Tokenises the data and retrieves the previous token. If the previous index does not exist at an iteration, it will replace this with an empty string. This can be imported into your project with
from feature_extraction.py import get_prev
Once this is done you can provide the text you wish to extract the token from as a string, and the model will provide output as a list.
Tokenises the data and retrieves the next token. If the next index does not exist at an iteration, it will replace this with an empty string. This can be imported into your project with
from feature_extraction.py import get_next
Once this is done you can provide the text you wish to extract the token from as a string, and the model will provide output as a list.
This function can be imported with:
from feature_extraction.py import get_inflection_type
Tokenises the data and retrieves n-grams. This function takes two arguments, the input text which is to be tokenised, along with n, where n represents the window size. n = 2 will result in bi-grams etc. This can be imported into your project with
from feature_extraction.py import get_word_ngrams
Once this is done you can provide the text you wish to extract the token from as a string, and the model will provide output as a list.
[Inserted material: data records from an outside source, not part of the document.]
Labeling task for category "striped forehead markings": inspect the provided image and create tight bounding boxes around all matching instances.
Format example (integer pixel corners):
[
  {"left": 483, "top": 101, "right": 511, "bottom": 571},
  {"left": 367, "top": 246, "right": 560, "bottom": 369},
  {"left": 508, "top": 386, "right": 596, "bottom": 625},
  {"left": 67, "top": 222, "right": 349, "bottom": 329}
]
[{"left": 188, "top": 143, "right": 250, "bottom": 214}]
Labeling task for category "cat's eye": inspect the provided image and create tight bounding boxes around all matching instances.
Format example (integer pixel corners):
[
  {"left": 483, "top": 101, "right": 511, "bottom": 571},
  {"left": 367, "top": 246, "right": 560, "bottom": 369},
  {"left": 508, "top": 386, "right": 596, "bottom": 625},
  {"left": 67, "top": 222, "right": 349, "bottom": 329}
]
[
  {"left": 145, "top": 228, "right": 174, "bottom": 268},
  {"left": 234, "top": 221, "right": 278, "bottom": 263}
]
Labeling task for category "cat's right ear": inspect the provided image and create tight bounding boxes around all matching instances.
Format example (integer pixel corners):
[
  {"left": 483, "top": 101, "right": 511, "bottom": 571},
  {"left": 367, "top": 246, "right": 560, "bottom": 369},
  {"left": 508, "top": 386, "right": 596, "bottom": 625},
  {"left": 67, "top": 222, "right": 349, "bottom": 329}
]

This function will tokenise text and return a list of similar words to the target tokens in that text. Target tokens are selected based on the suffixes that you wish to look for in your text. You either look into a pre-trained embedding model, and if not defined then the model will try to use the input data to create a co-occurence matrix w2v style from there to compare to.
- Selecting target tokens
Target tokens are selected based on the candidate_tokens variable. You can provide a list of suffixes like so, and the model will look get all the words that end with those suffixes and return a list of similar embedding representations to those targets.
-
Example (and the default):
candidate_suffixes = ['s', 'ed', 'es', 'ing', 'e', 'eful']
-
Selecting output type
The word_or_vector
argument can be either set to "w"
or "v"
to select whether you want a list of words, or a list of vectors as output.
- Loading your own Embedding Model
This is generally recommended, especially if the inputdata is small. Load a KeyedVectors W2V embeddingsmodel and provide this as input to the embeddingmodel
argument. Currently, this project only supports 100 dimensional embedding models.
This function will extract an embedding representation of tokens and return a list of vectors. Note that currently, we only support 100 dimensional embedding models. You can import the function with
from feature_extraction.py import token_as_emb
The embeddings can be extracted from the embeddingmodel argument. If this is not provided the model will attempt to use the inputs own co-occurences to create vectors.